Mezzanine lenders often say that they have always lent to non-sponsored as well as sponsored businesses. However, the growth in the amount of capital chasing sponsored deals has increased the incentive to lend into the non-sponsored market.

So, too, has the growth of unitranche in Europe for sponsored deals. “With the arrival of unitranche debt, which didn’t really exist 10 years ago, the trend has gone away from mezzanine a bit,” says Kirsten Bode, co-manager of the pan-European private debt fund of Muzinich, the corporate credit manager, in London. “For smaller deals in particular it’s more efficient to have one piece in the capital structure, and it’s all just done more quickly and more efficiently.”

“At this point in the cycle, the majority of what we do are sponsorless transactions,” says Benoît Durteste, chief executive officer of ICG. The firm provides debt across the capital structure but relies on mezzanine – in Europe, this is predicated on target internal rates of return in the upper teens – for much of its overall return.

ICG typically provides unsponsored businesses with a combination of debt and quasi-equity, and often acts as a private equity fund, with an ICG executive on the board of the business who helps them through a new phase in their history, such as making and digesting a major acquisition.

Another consideration, as mezzanine providers gird themselves for the next downturn, is the extent of legal protection. This is an unusually high-profile issue for them, because of what happened to some lenders during the credit crunch. A number of mezzanine lenders lost all their money when sponsors agreed with senior lenders to sell businesses and then repurchase them.

This left mezzanine lenders high and dry because the original holding company that owed the debt to the mezzanine lender had dissolved. The senior lenders, however, were fine because they agreed on this course of action with the sponsors only if the capital they had loaned was safeguarded.


The rights of mezzanine lenders have, in fact, improved in recent years because of such incidents. Annette Kurdian, banking and finance partner at Linklaters, the law firm, in London, says that most agreements between creditors that regulate junior debt these days include “some form of value protection mechanism” that prevents junior debt holders from losing out.

For example, the senior lenders selling the business might be forced either to conduct a competitive auction or to obtain a fair value opinion to ensure that the business is sold at a level that maximises recovery rates for both junior and senior creditors.

She adds that although a restructuring can also be implemented through a statutory “cram-down procedure” which requires the junior creditors to write off all or part of their debt, in most European jurisdictions any such proposal would currently require the consent of the junior creditors in some form.

But such safeguards may not last forever. Kurdian adds that in November 2016 the European Commission published a draft directive on restructuring frameworks, which requires each member state to have a statutory restructuring procedure to enable “cross-class cram-downs”.

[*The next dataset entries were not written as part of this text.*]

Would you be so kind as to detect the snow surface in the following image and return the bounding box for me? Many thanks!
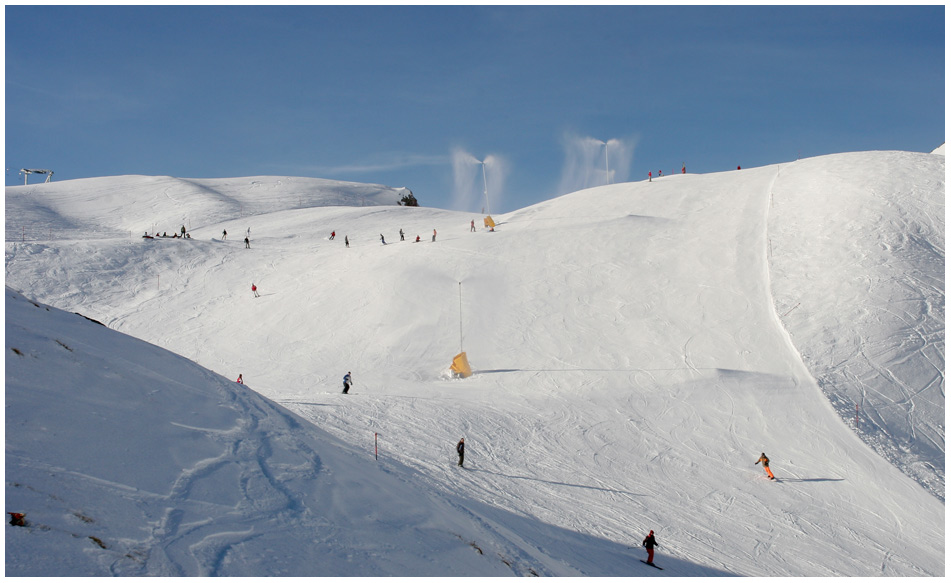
[5,153,944,576]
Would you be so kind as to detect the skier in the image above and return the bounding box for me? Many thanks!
[400,228,405,241]
[648,171,652,182]
[345,235,349,248]
[330,231,335,240]
[236,374,243,384]
[251,283,260,298]
[222,229,228,240]
[755,452,775,479]
[432,229,437,242]
[181,225,186,237]
[415,235,420,243]
[456,438,465,467]
[244,236,250,249]
[682,163,686,174]
[342,372,352,394]
[470,219,476,232]
[642,530,659,565]
[380,234,386,245]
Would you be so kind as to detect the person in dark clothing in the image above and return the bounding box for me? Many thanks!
[399,228,405,241]
[244,237,250,249]
[345,235,349,248]
[380,234,386,245]
[342,372,352,394]
[642,530,659,564]
[456,438,465,467]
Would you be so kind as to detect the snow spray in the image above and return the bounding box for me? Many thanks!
[558,134,635,194]
[451,147,506,213]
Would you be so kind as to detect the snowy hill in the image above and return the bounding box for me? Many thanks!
[5,153,944,576]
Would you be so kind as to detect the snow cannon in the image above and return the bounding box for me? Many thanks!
[450,352,472,378]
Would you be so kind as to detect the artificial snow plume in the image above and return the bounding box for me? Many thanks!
[557,133,635,194]
[4,150,944,576]
[450,147,507,214]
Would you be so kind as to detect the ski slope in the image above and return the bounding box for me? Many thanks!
[5,151,945,576]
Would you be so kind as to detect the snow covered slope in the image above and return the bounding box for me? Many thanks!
[768,151,945,498]
[5,288,558,576]
[5,153,944,576]
[5,174,410,241]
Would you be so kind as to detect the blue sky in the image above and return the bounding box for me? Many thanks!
[5,5,945,212]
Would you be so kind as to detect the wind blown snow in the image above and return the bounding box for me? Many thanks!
[5,152,944,576]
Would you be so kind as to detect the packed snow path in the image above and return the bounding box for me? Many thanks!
[5,153,944,576]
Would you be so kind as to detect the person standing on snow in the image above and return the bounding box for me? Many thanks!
[244,236,250,249]
[432,229,437,242]
[380,234,386,245]
[342,372,352,394]
[330,231,335,240]
[222,229,228,240]
[345,235,349,248]
[456,438,465,467]
[642,530,659,565]
[399,228,405,241]
[251,283,260,298]
[236,374,243,384]
[755,452,775,480]
[470,219,476,232]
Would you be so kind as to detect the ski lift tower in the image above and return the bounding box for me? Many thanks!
[20,169,54,185]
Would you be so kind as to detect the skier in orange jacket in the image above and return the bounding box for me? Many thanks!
[755,452,775,480]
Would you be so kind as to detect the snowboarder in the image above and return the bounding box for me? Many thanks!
[330,231,335,240]
[244,237,250,249]
[236,374,243,384]
[345,235,349,248]
[432,229,437,242]
[642,530,659,565]
[456,438,465,467]
[755,452,775,479]
[251,283,259,298]
[470,219,476,232]
[222,229,228,240]
[380,234,386,245]
[342,372,352,394]
[400,228,405,241]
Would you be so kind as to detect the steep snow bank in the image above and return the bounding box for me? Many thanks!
[4,288,545,576]
[768,151,945,499]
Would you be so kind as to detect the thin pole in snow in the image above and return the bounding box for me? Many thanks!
[375,432,379,460]
[481,162,489,216]
[458,281,464,353]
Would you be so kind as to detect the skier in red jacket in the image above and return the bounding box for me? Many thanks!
[642,530,659,565]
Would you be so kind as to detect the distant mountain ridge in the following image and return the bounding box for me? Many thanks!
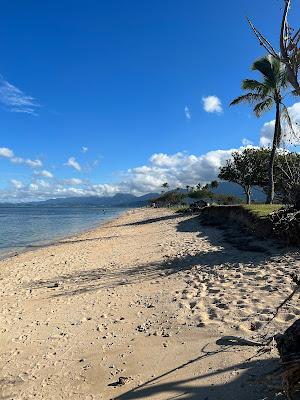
[0,182,266,207]
[0,192,160,208]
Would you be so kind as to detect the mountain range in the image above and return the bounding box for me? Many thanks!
[0,182,265,207]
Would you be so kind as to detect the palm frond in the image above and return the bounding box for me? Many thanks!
[252,55,287,90]
[230,93,264,106]
[241,79,267,93]
[252,56,274,80]
[253,98,274,117]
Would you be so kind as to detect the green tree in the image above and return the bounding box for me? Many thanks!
[210,180,219,189]
[152,191,186,207]
[218,148,269,204]
[230,55,289,204]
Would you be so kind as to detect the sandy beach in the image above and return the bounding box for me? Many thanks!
[1,207,300,400]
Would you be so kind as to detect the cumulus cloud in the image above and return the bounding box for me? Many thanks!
[122,149,239,194]
[1,147,247,202]
[0,147,14,158]
[34,170,53,178]
[184,106,191,120]
[65,157,81,171]
[260,102,300,147]
[202,95,223,114]
[0,146,43,168]
[0,76,39,115]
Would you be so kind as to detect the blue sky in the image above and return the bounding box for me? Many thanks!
[0,0,300,201]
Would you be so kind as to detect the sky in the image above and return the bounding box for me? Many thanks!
[0,0,300,202]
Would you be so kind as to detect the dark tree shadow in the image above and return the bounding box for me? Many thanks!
[120,214,180,227]
[114,353,282,400]
[26,214,299,298]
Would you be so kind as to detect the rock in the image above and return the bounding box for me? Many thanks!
[108,376,130,387]
[276,319,300,399]
[47,282,59,288]
[136,324,146,332]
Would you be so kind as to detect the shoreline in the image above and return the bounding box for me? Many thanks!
[1,207,299,399]
[0,207,132,262]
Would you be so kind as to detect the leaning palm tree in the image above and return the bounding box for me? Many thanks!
[231,55,289,204]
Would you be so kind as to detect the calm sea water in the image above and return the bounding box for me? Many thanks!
[0,205,127,259]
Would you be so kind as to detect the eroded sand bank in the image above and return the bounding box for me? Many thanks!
[1,208,300,399]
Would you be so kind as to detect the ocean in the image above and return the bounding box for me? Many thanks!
[0,205,127,259]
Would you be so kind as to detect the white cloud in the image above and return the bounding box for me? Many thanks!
[0,147,254,202]
[0,76,39,115]
[11,157,43,168]
[34,170,53,178]
[65,157,81,171]
[260,102,300,147]
[29,183,39,191]
[81,146,88,153]
[202,95,223,114]
[0,146,43,168]
[64,178,83,185]
[123,149,240,194]
[242,138,253,146]
[184,106,191,120]
[0,147,14,158]
[11,179,23,189]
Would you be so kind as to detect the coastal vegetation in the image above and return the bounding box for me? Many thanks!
[230,55,290,204]
[242,204,283,218]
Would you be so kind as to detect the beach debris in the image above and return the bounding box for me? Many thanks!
[46,282,59,288]
[136,324,147,332]
[108,376,130,387]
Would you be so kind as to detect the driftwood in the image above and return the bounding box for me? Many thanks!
[268,206,300,244]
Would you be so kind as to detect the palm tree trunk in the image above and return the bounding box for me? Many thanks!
[266,102,281,204]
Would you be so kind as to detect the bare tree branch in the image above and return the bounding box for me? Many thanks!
[248,0,300,95]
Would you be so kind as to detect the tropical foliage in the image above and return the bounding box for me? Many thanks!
[218,148,269,204]
[230,55,289,204]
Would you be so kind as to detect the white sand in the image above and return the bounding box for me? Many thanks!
[1,208,299,399]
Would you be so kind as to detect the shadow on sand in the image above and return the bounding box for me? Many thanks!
[114,351,282,400]
[26,214,298,298]
[120,214,180,227]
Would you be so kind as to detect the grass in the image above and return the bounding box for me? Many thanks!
[172,205,190,213]
[242,204,283,218]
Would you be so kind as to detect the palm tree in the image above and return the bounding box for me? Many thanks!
[161,182,169,193]
[210,180,219,189]
[230,55,288,204]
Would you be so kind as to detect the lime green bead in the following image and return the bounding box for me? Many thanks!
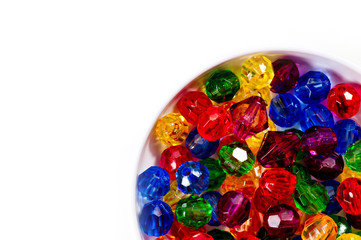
[345,140,361,172]
[175,195,212,229]
[199,158,227,191]
[329,215,352,237]
[206,70,240,103]
[207,229,235,240]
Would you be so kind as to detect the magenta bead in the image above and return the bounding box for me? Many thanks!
[301,126,337,156]
[271,59,299,93]
[304,152,344,181]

This may sound like a wrestling move, but it means that junior creditors’ objections to cram-downs could be overruled. The directive would still prevent the more egregious cases of the past where mezzanine lenders were frozen out – junior creditors could, for example, only be crammed down without their consent if they received under the plan at least what they would have received on a liquidation.

But it still might make for some sleepless nights for mezzanine lenders.